Opinion

Your opinion: Letters

LETTER OF THE WEEK

PROGRESS BLOCKED

I am in total agreement with comments about Early Years Professional status (Online, 21 February). I graduated from the University of Teesside in November with a 2:1 BA (Hons) Early Childhood Studies and hoped to undertake EYPS this year. However, I am not eligible as I work as a teaching assistant (level 3) in the foundation unit of an LEA primary school. I have been informed that EYPS is only applicable to the PVI sector.

I was full of optimism as to my future, but there is no progression or opportunity to take on more responsibility in the school where I work. This would also deny me the opportunity to undertake EYPS if I was in an appropriate setting.

I also find my experience is not appropriate to work in a children's centre, and I am unable to obtain work experience because the children's centre staff I have spoken to are just too busy to organise this with me.

So, I have higher level qualifications and early years experience but am unable to move on. Like other readers I think that, even without EYPS, the Government wants a graduate level workforce in early years, but we are cheap, highly qualified staff, unable to progress in the way that teachers are.

I, too, wonder why I studied hard for three years. I love my job and I'd be happy to stay if I could progress, but with my newly gained knowledge and skills it is my employer who is the winner.

Margaret Wright, by e-mail

Letter of the Week wins £30 worth of children's books

THE REAL STRATEGY

'Hear, hear!' to Ian Blunkett-Evans' 'Letter of the week' (28 February). We have also been vocal to our local authority on the state of the nursery system, the pressures on practitioners to focus on the education value for even very young children, the increasing demands from parents because the media has told them what they can have, and the continual running costs of a private business hampered by the NEG finding.

We also strongly criticised the Code of Practice and how the destructive influences of Government have slowly eroded our once successful industry.

There are so many ways that the childcare sector could have been made 'strong', but the Government at the beginning of its ten-year strategy had one plan only - nationalisation. It was always clear to me what they were doing; maybe it has only been the private providers who could see the grim reaper.

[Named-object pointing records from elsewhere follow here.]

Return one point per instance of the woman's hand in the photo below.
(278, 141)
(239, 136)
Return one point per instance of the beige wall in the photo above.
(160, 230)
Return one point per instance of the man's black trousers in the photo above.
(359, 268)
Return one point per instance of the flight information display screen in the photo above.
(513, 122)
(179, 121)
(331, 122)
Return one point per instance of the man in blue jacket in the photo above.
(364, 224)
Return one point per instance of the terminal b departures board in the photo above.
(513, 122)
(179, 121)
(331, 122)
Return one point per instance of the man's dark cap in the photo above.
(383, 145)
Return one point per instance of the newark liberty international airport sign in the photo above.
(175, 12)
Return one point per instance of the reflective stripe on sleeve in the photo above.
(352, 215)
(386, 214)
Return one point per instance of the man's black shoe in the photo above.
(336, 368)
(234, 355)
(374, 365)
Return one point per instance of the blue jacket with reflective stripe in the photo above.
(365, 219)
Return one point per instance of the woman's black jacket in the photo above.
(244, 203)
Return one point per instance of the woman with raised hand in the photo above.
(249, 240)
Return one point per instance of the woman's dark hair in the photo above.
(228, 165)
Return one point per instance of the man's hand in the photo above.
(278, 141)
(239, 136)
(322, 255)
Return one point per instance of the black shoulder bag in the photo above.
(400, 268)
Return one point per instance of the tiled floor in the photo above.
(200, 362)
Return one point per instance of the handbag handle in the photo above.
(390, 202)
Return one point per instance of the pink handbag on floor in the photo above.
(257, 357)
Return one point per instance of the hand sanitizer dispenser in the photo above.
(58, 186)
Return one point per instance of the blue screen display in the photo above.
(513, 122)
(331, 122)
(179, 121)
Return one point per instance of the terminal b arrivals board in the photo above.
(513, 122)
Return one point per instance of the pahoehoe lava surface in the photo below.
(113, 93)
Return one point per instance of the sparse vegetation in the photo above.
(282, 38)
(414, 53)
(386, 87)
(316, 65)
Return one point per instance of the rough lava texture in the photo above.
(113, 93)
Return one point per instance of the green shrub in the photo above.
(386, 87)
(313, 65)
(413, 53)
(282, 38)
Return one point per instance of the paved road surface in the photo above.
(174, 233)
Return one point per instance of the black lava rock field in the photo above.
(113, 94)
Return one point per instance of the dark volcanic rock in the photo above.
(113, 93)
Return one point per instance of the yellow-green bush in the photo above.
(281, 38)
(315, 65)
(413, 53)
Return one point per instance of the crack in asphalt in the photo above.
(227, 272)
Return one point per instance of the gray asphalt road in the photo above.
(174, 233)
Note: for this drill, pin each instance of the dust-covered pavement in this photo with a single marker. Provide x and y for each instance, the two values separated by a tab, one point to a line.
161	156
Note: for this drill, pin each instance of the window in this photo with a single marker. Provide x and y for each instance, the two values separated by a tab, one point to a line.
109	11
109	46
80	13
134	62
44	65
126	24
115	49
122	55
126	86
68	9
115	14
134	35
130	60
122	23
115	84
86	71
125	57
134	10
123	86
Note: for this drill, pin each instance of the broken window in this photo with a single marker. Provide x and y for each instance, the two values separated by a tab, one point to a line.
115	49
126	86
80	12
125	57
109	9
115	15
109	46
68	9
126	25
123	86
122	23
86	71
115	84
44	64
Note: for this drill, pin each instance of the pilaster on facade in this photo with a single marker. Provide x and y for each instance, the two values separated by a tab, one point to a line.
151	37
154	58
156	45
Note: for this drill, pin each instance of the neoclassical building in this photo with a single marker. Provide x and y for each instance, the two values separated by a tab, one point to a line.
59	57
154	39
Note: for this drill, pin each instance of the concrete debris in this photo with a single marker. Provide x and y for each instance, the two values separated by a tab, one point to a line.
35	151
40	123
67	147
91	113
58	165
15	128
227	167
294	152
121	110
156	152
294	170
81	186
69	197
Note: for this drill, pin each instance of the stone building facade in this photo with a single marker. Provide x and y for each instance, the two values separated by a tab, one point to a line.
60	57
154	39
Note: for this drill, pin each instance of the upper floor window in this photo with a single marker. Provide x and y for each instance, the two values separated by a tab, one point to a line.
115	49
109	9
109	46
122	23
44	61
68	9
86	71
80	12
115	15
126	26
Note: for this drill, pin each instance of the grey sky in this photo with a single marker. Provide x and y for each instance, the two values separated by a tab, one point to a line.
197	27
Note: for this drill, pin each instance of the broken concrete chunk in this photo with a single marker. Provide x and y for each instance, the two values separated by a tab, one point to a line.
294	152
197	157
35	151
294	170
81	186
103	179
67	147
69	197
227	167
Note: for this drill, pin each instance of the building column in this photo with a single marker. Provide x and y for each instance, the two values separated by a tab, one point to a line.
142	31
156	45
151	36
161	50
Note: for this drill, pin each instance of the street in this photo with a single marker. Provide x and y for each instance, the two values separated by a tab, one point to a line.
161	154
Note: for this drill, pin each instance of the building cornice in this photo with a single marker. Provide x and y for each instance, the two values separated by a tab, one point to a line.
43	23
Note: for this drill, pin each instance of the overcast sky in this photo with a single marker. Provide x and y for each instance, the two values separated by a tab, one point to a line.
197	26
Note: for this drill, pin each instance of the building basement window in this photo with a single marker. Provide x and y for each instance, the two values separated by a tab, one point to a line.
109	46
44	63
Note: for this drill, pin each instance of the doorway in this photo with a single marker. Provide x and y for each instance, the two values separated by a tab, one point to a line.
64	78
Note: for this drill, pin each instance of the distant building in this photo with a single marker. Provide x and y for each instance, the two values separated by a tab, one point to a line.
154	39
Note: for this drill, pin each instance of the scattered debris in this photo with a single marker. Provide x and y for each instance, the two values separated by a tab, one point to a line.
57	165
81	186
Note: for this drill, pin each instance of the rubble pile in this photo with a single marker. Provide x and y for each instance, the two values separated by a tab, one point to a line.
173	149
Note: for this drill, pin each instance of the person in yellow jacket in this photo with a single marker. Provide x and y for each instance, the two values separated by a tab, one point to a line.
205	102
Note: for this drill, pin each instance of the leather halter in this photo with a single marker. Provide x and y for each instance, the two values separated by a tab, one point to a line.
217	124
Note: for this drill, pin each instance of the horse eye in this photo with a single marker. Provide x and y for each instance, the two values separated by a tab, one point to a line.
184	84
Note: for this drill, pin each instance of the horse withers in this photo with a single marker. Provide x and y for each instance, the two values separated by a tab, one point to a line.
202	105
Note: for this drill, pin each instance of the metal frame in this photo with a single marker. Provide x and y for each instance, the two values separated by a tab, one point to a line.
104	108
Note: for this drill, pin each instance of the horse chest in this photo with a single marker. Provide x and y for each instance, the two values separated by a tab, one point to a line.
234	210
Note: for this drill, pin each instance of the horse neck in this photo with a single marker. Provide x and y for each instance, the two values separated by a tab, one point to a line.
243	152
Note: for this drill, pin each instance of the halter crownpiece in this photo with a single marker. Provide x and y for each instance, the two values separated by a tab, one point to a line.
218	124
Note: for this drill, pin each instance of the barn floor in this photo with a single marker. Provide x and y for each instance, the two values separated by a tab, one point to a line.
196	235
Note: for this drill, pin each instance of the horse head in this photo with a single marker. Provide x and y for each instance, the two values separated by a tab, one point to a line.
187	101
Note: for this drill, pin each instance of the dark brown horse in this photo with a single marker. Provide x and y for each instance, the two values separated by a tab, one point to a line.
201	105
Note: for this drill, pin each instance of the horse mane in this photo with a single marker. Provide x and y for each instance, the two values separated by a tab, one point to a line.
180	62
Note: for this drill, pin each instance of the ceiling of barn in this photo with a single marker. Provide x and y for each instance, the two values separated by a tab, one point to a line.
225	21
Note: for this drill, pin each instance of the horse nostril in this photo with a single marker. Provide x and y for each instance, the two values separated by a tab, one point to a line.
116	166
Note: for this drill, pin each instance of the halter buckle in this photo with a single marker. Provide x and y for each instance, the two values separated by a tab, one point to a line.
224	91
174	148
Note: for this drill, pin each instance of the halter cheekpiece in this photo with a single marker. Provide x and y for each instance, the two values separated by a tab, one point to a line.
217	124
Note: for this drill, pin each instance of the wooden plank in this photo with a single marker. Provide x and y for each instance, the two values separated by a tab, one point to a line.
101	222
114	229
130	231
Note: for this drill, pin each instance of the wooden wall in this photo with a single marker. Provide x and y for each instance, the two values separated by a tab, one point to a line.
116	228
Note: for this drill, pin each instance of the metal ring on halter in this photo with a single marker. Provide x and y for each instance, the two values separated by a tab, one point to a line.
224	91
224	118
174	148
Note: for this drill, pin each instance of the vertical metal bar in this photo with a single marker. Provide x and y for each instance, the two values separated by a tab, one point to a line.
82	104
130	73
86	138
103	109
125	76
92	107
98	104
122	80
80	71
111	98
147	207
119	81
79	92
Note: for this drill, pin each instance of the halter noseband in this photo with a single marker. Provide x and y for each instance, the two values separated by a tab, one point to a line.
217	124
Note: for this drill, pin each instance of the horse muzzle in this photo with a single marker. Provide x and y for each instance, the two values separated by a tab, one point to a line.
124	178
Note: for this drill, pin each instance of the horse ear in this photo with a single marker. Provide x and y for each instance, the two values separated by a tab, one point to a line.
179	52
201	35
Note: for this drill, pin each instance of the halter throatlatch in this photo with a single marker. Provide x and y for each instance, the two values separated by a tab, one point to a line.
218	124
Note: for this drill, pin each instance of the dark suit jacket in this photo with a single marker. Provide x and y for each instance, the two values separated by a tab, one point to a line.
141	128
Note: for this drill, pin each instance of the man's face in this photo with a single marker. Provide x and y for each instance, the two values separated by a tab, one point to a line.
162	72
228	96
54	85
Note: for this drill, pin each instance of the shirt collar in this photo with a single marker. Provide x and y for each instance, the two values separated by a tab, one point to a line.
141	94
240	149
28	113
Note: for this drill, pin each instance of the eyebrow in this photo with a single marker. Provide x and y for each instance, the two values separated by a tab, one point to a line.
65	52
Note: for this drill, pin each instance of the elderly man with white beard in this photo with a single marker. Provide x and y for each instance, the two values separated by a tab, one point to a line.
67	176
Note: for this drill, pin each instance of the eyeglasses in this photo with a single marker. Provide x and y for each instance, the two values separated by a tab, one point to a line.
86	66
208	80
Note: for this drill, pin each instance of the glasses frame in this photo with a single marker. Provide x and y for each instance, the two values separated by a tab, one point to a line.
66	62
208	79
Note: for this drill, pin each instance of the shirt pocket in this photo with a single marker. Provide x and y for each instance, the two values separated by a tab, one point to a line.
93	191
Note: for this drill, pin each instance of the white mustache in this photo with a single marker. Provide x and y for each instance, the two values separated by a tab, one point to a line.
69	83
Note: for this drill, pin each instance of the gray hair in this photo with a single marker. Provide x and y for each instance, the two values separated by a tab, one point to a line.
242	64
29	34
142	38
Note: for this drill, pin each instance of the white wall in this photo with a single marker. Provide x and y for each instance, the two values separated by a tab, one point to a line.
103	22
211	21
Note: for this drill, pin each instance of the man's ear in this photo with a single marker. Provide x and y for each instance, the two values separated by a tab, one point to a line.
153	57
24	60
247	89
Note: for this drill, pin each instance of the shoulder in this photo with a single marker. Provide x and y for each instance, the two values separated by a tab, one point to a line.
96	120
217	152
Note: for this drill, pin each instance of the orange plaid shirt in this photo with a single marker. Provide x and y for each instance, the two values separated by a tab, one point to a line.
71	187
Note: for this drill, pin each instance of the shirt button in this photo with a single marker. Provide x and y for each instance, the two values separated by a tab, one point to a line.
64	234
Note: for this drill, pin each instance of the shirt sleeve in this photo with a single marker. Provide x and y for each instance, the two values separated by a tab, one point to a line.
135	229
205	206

Tina Blick, owner, Honey Pot Nurseries, Isfield, East Sussex

ONLY ANTI-AUDIT

Your headline reporting on the sell-out OpenEYE London conference said 'anti-EYFS campaign' (News, 21 February).

Open EYE is not anti-EYFS. It only challenges the Learning and Development goals and the assessment regime which audits them.

OpenEYE seeks to change their status from what has been made compulsory for all children and all providers, to the status of professional guidelines only. Compulsory goals and assessments are already proving counter-productive to the motivation of children and teachers in primary schools. Why bring the damage down to even younger, more vulnerable children? Other countries in Europe don't begin formal schooling until six or seven years old and their children have overtaken ours in literacy and numeracy by the time they are ten.

If this audit culture is now forced down into pre-school settings, it will only focus carers on keeping the statistics up and focus children on how they are failing. Watch for the announcement of compulsory pre-school league tables. Some carers have already reported being given 2008-09 targets for children they have not yet seen! I wonder why the term pre-school has been quietly dropped?

'By three years, most children should ...' contradicts the EYFS guidance manual (there are about a dozen 'shoulds' in a few pages of the official guidance for practitioners). Then there are suggestions that two-year-olds should be instructed on how to use a TV remote, a photocopy machine and practice clicking icons on a computer screen.

For obesity, lethargy, boredom, disaffection, poor social skills, low creativity and starved emotional intelligence, click here.

Graham Kennish, parent, teacher and lecturer, by e-mail.